THE MOST SUPERFICIAL and constantly reiterated platitude of leftist sociologists during recent years is that leisure has become a major factor in advanced capitalist society. This platitude is the basis of countless debates for or against the importance of a reformist rise in the standard of living, or of workers’ participation in the prevailing values of the society into which they are becoming increasingly integrated. What is counterrevolutionary about all this verbiage is that it equates free time with passive consumption, as if the only use of free time was the opportunity to become an increasingly full-time spectator of the established absurdities. The illusions manifested in a particularly ponderous symposium of these sociologists were soundly refuted in two articles in Socialisme ou Barbarie #27. In the first, Pierre Canjuers wrote: “While modern capitalism constantly develops new needs in order to increase consumption, people’s dissatisfaction remains the same as ever. Their lives no longer have any meaning beyond a rush to consume, and this consumption is used to justify the increasingly radical frustration of any creative activity or genuine human initiative — to the point that people no longer even see this lack of meaning as important.” In the second article, Jean Delvaux noted that the issue of consumption has not superseded the qualitative distinction between the poor and the wealthy (four out of five wage workers still have to constantly struggle to make ends meet).
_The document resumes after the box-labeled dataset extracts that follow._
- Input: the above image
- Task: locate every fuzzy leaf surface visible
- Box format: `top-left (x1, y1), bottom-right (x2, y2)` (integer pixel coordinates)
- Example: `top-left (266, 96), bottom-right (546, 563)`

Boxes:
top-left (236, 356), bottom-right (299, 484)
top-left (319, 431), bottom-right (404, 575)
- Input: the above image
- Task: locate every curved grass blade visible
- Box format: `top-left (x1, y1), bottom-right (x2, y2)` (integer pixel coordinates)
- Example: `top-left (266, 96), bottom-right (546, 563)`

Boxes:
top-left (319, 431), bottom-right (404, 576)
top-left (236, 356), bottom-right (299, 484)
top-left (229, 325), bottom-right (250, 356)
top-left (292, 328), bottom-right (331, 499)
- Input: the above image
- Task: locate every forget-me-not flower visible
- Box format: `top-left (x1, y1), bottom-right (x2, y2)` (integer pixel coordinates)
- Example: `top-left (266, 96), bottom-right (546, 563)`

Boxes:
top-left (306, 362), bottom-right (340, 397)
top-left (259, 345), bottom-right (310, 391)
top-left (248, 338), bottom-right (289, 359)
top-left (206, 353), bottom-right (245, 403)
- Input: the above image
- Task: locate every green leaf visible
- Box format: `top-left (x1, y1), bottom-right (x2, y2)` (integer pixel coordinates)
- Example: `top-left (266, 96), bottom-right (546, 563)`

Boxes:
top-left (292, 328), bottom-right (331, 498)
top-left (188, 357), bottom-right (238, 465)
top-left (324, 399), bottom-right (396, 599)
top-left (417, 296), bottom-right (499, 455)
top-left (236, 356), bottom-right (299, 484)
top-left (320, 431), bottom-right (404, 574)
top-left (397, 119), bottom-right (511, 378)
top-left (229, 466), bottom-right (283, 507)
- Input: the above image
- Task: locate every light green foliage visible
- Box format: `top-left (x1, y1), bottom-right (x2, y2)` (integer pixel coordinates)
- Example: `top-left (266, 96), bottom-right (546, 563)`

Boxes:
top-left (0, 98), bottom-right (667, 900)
More significantly, he pointed out that there is no reason to worry about whether or not the proletariat participates in the prevailing social or cultural values, because “there no longer are any such values.” And he added the essential point that the present culture, “increasingly separated from society and from people’s lives (painters painting for other painters, novelists writing novels read only by other novelists about the impossibility of writing a novel) — this culture, insofar as it has any originality, is no longer anything but a constant self-denunciation: a denunciation of the society and a rage against culture itself.”